First Lisbon; now Porto. The whole world seems to have fallen in love lately with the nearby beaches, old churches, seafood-heavy cuisine and historical UNESCO-listed streets of Portugal’s second-largest city, where the number of tourists has doubled in a decade. (The circuslike atmosphere along the Douro riverfront and outside Livraria Lello, a neo-Gothic 19th-century bookstore, are only the most obvious signs.) And the home of port wine is keeping pace with a slew of new offerings. Recent years have seen the opening, upgrading or expansion of museums, art centers, food markets, food halls and hotels aplenty — along with the inauguration of World of Wine, a dining and entertainment district.

ITINERARY

Friday

5 p.m. Relax in a bucolic park

Gazing at the bridges and passing ships on the Douro River is a favorite Porto pastime. For sublime views far from the dense crush of the waterfront walkways, the Jardins do Palacio de Cristal, a manicured 19th-century park, is a relaxed, bucolic alternative and a favorite with locals. In addition to tree-shaded lookout points, the park includes ponds, fountains, lawns, flower beds and rotating art exhibitions in the free, multilevel Galeria Municipal do Porto.

8 p.m. Eat an all-star dinner

After decades abroad cooking alongside international legends (Wolfgang Puck, Ferran Adria), chef Nuno Mendes has planted his flag once again in his native land, overseeing the precise neo-Portuguese cuisine at Cozinha das Flores, a year-old restaurant along the pedestrianized Rua das Flores. Try tasty tiny snacks (crunchy sourdough crackers with razor clams), elegant comfort food (Azores squid sliced into pasta-like strands with a zesty stew of chickpeas and cod tripe) and unusual desserts (ice cream, made from and resembling egg yolk, on ribbons of sugary, fried egg-yolk, sprinkled with ham shavings). Dinner for two costs about 120 euros (about $130) without drinks.

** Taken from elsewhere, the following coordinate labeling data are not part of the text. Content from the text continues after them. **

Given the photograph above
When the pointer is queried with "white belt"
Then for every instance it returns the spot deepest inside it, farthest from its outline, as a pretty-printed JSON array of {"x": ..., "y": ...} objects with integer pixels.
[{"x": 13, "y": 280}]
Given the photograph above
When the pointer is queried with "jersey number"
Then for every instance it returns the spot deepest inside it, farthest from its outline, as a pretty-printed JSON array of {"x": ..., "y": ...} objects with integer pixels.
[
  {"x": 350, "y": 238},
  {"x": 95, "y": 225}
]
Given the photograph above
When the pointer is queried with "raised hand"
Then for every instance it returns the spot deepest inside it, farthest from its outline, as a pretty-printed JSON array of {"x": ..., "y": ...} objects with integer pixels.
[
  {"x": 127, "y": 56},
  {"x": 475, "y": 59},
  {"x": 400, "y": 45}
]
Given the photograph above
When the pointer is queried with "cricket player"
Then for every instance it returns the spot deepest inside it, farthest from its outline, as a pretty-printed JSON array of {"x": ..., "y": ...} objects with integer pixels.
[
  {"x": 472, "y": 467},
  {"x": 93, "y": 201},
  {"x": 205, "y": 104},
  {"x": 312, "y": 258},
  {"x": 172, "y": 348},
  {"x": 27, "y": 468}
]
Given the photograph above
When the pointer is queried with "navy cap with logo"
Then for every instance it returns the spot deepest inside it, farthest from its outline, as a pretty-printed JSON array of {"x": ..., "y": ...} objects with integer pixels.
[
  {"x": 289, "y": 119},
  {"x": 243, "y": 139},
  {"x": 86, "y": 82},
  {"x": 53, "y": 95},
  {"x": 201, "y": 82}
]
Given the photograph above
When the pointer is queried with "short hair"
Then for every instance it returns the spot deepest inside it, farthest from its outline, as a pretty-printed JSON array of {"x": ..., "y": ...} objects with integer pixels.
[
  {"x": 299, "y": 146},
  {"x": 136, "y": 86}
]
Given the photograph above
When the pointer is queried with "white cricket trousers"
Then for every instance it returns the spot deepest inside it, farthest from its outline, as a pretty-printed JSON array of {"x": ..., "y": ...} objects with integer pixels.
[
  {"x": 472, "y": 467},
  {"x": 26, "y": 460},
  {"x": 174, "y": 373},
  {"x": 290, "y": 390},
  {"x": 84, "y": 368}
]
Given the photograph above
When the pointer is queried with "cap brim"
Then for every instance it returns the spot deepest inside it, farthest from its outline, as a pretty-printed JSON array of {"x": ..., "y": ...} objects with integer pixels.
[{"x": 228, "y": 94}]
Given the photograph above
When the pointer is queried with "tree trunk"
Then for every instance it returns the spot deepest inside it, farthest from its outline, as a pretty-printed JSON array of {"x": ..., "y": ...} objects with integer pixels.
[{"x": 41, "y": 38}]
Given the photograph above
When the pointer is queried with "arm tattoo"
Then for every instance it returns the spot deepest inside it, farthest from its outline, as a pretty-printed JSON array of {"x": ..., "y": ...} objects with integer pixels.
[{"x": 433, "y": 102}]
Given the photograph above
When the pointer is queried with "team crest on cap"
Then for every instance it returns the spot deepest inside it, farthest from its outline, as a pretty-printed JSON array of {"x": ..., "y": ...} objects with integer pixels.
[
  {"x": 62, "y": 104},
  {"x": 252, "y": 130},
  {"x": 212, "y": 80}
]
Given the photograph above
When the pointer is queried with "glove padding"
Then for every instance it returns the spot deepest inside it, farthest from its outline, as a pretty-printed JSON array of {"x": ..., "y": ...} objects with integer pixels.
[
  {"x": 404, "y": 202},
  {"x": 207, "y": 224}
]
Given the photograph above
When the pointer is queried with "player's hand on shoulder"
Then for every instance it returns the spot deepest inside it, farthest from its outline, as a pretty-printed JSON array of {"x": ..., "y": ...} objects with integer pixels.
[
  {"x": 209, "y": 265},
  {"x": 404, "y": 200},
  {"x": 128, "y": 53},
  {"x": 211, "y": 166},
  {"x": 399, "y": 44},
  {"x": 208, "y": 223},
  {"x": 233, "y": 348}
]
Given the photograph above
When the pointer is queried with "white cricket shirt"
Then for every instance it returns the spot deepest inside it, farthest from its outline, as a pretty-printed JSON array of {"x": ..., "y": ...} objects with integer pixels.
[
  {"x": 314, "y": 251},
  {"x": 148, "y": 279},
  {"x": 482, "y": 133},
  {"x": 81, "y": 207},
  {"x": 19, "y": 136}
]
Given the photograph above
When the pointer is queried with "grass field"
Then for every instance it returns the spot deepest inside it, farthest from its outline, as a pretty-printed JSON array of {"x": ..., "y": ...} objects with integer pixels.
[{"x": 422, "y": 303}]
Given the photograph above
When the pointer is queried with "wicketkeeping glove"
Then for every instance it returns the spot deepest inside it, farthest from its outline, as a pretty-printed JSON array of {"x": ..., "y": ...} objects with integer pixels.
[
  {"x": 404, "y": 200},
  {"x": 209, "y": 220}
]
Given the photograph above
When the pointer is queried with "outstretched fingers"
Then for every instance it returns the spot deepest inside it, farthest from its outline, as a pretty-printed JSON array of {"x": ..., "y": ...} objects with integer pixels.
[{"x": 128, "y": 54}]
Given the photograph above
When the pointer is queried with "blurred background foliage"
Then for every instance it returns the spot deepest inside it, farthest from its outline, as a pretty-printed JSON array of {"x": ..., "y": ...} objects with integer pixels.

10:30 p.m. Sip a quiet cocktail

If you’re keen to avoid thronged streets and blasting music — hallmarks of the Mardi Gras-like Clerigos nightlife district — head east to Bomfim, a laid-back bohemian neighborhood of art galleries and indie boutiques. Sporting red walls and red banquettes, Fiasco is both Porto’s sultriest new cocktail bar and a mecca for vinyl record collectors, with racks of rock, rap, indie, electro, world-beat and other albums for sale. A Lusco Fusco Groove cocktail (Ysabel Regina brandy, Campari, fortified Portuguese wine and coffee) runs you 9 euros.

Saturday

10 a.m. Admire art

Now 90 years old, Siza, the architect whose touches you spotted at Cozinha das Flores, has been keeping busy. This year, the Serralves Museum — a world-class contemporary art museum that he designed in the 1990s — added a splashy wing that he also designed. Known as the Alvaro Siza Wing, the jagged white addition displays plans and models from the architect’s long international career, as well as works from the permanent collection. An apocalyptic installation by Thai artist Korakrit Arunanondchai and a haunted playerless piano from French artist Philippe Parreno are particularly potent. Admission to all buildings and grounds is 24 euros.

1 p.m. Test the market

Bearded and bespectacled, Joaquim Lucas resembles a scholar as he carefully slices presunto (65 euros a kilo) from aged hocks of Alentejo ham. His stand, Charcutaria Princesa, is one of dozens inside Mercado Bolhao, a recently upgraded 19th-century covered food market in the city center that reopened in 2022. The smorgasbord also includes spice dealers, fruit sellers, cheese specialists and wine stands. Raw surf-and-turf comes courtesy of Casa das Ostras — which cracks open sea urchin (5 euros each) and shucks Algarve oysters (three for 7 euros) — and Talho do Toninho, a butcher stall serving toast slices topped with beef or deer tartare (1.50 euros).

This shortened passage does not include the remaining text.